Longford is the last of that trifecta of towns just south of Launceston. Longford is also the most commercial an economically progressive of the three. The others being Evandale and Perth. Longford is most likely not encountered. We recommend the visit to the town group and that Longford is the base.
Longford (a classified historic town) was named after a county in Ireland by the colonial surveyor, Roderic O'Connor.
Longford was first explored by Europeans when Jacob Mountgarrett and Ensign Hugh Piper passed through in 1806. The following year Lieutenant Laycock, journeying from north to south, camped near the present townsite.
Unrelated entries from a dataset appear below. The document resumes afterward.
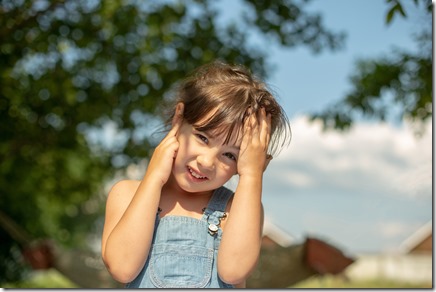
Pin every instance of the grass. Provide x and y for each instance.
(53, 279)
(330, 281)
(43, 279)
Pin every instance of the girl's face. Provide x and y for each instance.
(203, 163)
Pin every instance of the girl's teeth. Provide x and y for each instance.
(194, 174)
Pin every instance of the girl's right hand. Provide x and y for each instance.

The first settlers arrived in 1807 when a large number of free land holding farmers were moved to Van Diemen's Land from Norfolk Island. At this time the district became known as Norfolk Plains and the early settlement was known as Latour until it was changed to Longford in 1833.
The town itself grew up around the Longford Hotel built in 1827. Through the 1830s-1850s the town acquired a large number of notable and historically significant buildings.
The major historic attraction in Longford in Christ Church, a sandstone building which dates from 1839. The church clock and bell were both gifts from George IV; its stained glass window is impressive.
Other buildings of note include the Queen's Arms (a stuccoed Georgian hotel dating from 1835) at 69 Wellington Street, the Blenheim Hotel (1846) in Marlborough Street and the former Tattersall's Hotel (1860) This apparent excess of hotels and inns (many of which have been turned into private dwellings) reveals the importance of Longford in the mid-nineteenth century.